Si tratta di semplici e concreti principi che possono ispirare pragmaticamente il management di un’azienda nell’opera di dotazione di risorse, organizzazione e know-how necessari alla strutturazione di una più o meno complessa - a seconda delle dimensioni dell’azienda – funzione di compliance che sia percepita come utile e necessaria all’interno dell’organigramma aziendale. Per le piccole e medie imprese può anche essere esternalizzata a strutture o studi di consulenza che, attraverso l’apporto integrato di professionisti nel campo giuridico, tecnologico e della non proliferazione, assicurino il compimento di quelle attività che non è possibile avere all’interno dell’azienda. Fenomeni simili sono già stati previsti da normative di settore in materia di compliance4 e consentono, con relativo impegno di risorse economiche e considerevole elasticità, di assicurare il pieno rispetto di tale normativa di settore.

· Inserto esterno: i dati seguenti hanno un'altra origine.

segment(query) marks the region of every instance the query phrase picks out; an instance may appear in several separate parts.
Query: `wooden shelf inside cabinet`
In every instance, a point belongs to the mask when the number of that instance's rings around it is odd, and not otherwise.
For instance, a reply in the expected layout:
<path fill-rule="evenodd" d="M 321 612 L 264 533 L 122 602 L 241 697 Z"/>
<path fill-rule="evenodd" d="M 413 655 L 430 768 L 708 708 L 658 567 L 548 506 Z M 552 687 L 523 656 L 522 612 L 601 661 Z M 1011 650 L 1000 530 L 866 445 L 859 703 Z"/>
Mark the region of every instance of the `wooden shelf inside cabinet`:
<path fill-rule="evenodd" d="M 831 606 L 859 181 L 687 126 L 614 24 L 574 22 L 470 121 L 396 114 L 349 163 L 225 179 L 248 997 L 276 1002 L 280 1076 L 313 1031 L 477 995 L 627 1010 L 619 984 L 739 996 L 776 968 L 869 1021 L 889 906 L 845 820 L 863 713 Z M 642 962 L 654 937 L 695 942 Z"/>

E’ importante che un impresa si doti di un efficace piano di compliance. Azioni essenziali per la realizzazione pratica del piano sono la rilevazione dei rischi e la risoluzione delle conseguenti problematiche, ove possibile.
E’ possibile dividere l’indagine sul rischio in tre principali ambiti di applicazione, sulla base della tipologia di rischio investigato. Questa analisi mima la tipologia di controllo prevista dalla normativa di settore, come poi eseguito dalle competenti autorità. I controlli previsti dalla normativa del Regolamento, prevedono infatti un vaglio che possiamo definire:

  • Oggettivo, o meglio orientato sull’oggetto da esportare, per verificare che non sia tra quelli per cui la legge prevede l’autorizzazione;
  • Soggettivo, ovvero orientato sul soggetto destinatario del bene e sui rischi di diversione possibile, legati a colui che è “utilizzatore finale del bene”;
  • Geografico, dove per “geografica” si intende l’area che le merci devono raggiungere. Per alcune aree potrebbero doversi applicare norme speciali, che derogano alla normativa del Regolamento in senso restrittivo.

Il rischio che la normativa si prefigge di evitare, come detto, è il rischio proliferazione, il rischio, dunque, che determinati oggetti siano usati in modo sbagliato, giungano in territori in cui non devono arrivare e, all’interno di tali territori, nelle mani di utilizzatori finali che li impieghino impropriamente, per attuare piani di morte e distruzione di massa. Alla individuazione di tali rischi deve essere, dunque, informato il programma di compliance delle aziende esportatrici, in modo da verificare ed escludere che la transazione programmata sia in violazione delle norme del Regolamento o che, se ve ne sono gli estremi, siano osservate le procedure autorizzative previste dalla legge. Diverse sono, invece, le tipologie di rischio a cui è assoggettata l’impresa esportatrice e che devono costituire per la stessa un monito continuo. L'inosservanza delle disposizioni di legge è punibile penalmente (rischio di sanzione). I dipendenti che trascurano tali disposizioni possono subire conseguenze di carattere giudiziario e perdere il posto di lavoro (rischio di lavoro).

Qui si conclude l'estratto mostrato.